Kirkus Reviews QR Code
FIVE MINUTES PAST MIDNIGHT IN BHOPAL by Dominique Lapierre

FIVE MINUTES PAST MIDNIGHT IN BHOPAL

The Epic Story of the World’s Deadliest Industrial Disaster

by Dominique Lapierre & Javier Moro

Pub Date: May 29th, 2002
ISBN: 0-446-53088-3

An overly dramatized but nonetheless absorbing account of the most devastating industrial accident in world history.

French journalist Lapierre (A Thousand Suns, 1999, etc.) and Spanish reporter Moro relate the terrible tale of Bhopal, the Indian metropolis devastated by a chemical leak at a Union Carbide plant; in just a few hours, as many as 30,000 residents of the city died of the airborne poison, and perhaps half a million others were sickened. In its early pages, the tale threatens to shape up as one of good against evil, pitting unwitting villagers against greedy capitalists (“Pulpul Singh exploited the economic misfortunes of the poor. . . . With a filthy turban on his head and his dagger ever at the ready, this villain was the terror of small borrowers”), but it eventually takes a more nuanced form. Union Carbide, the American industrial giant, had established a modern chemical plant in India—not to colonize the Third World (as some leftist critics charged at the time of the 1984 accident), but at the invitation of the government, which sought new weapons against “the planetary holocaust wrought by armies of ravaging insects,” as a characteristically exuberant chapter title has it. The well-intended effort was misguided to the extent that India’s farmers did not rush to adopt chemical pesticides, preferring to rely on time-proven methods of predator control.
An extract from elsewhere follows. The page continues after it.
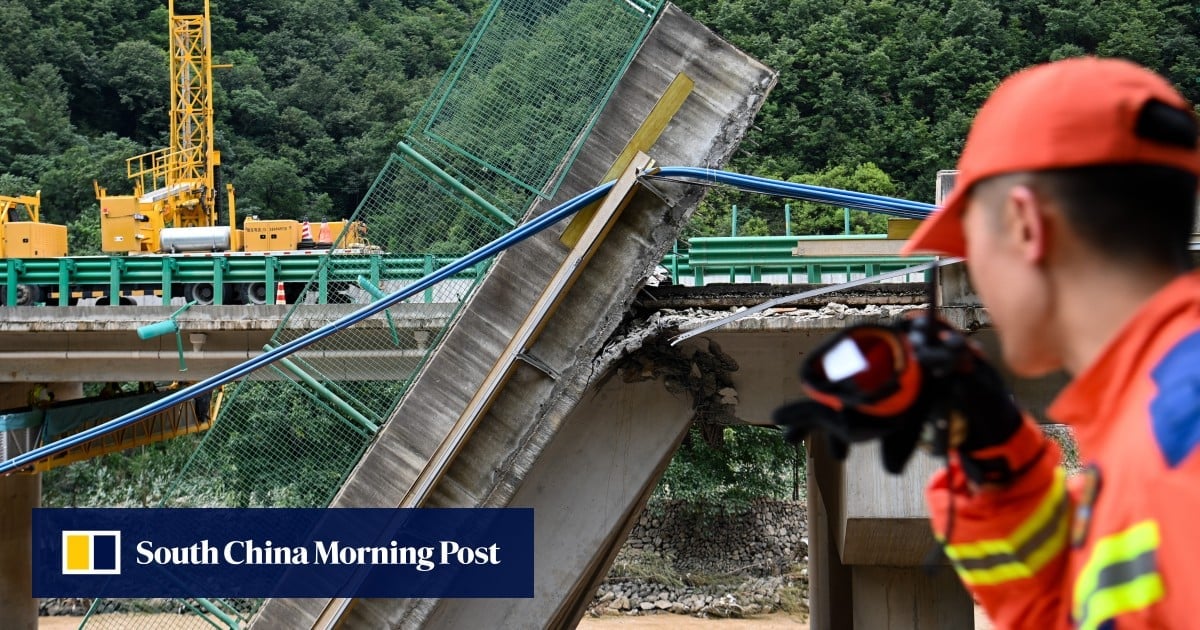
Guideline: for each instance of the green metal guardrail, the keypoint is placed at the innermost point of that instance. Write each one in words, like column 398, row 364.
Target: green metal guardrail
column 162, row 273
column 737, row 258
column 731, row 258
Facing lower than anticipated profits, Union Carbide workers and management took shortcuts in equipping the Bhopal plant with modern safety features and in observing proper procedures for storing deadly methyl isocyanate; Lapierre and Moro refer to a suppressed company memorandum acknowledging as much, one that warned that a disaster could strike at any minute. So it did, and Union Carbide earned much bad press—deservedly, it would seem—for seeking a low-cost settlement with survivors during “four long years of haggling . . . in the absence of a proper trial.”

Though long and sometimes clumsy, Lapierre and Moro’s narrative will draw renewed attention to a terrible event.